Fast forward to the first week in June.
Psych
Nope, fuck that, lets rewind. Because when they put the entire city under curfew and I watched (via live stream) while hearing (in real time) my neighbors being tear gassed. Yeah, I just couldn’t handle it.
The divisiveness when we should come together. The mask versus no mask. The black versus white. The casual cruelty. The fact that I wrote a friend in Canada about the rioting a mile from our home with casual ease. As if these things were okay. Trust me, she called my ass to attention on that matter and asked me what the hell was wrong with me? Why wasn’t I more upset and scared and enraged.
A simple answer: you reach a saturation point.

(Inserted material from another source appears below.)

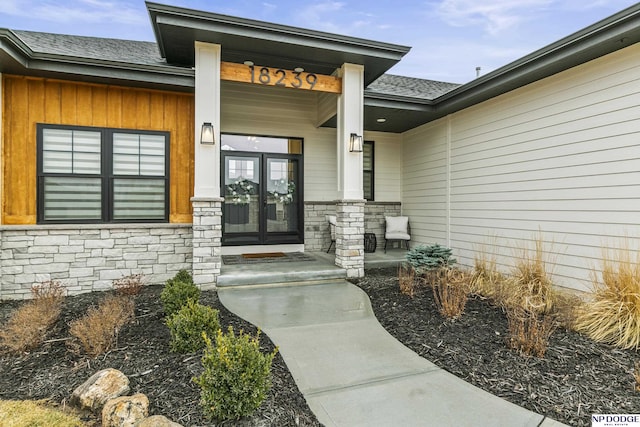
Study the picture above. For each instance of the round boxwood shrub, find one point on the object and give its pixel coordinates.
(177, 291)
(236, 377)
(188, 325)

Also, I think a lot of homesteaders are practical. Our gardens die, our livestock get sick, hours of canning can be ruined by a busted glass jar… Like everything else in life I just tackled it head on. We talked with the kids about covid, racism, economic status, and a host of the world’s ills. Then we set the expectation that we will do better and not worry what others are doing. We will wear our masks and be polite to those that don’t. We will support melanated voices and business with our money and celebrate everyone’s effort toward a just cause instead of judging the efforts of others.
We will plant our goddamn squash over the graveyard of our failed potatoes.
And With That We Find June.
First, most of the plants made it. I still have two really stunted tomatoes and one squash that is tiny from the frost. I lost a few things here and there, but overall the garden seems to be hitting its stride. Despite my warm shower tears in early spring our losses weren’t great. Everything gardenwise is going well except for the flea beetles on the eggplant, and the curl leaf aphids on the apple, and all the usual host of bullshit we deal with on a yearly basis. At least the bear isn’t eating my swiss chard at the moment… And yes, this is a thing.
And our own potato famine? Well it appears to be over because the fun in fiasco is that I now have potatoes in my squash.
That folks is how you make seed potatoes from grocery store potatoes. So now you can finally bask in my garden brilliance all these months later.
The. Fucking. End. (And summer gardening beginning).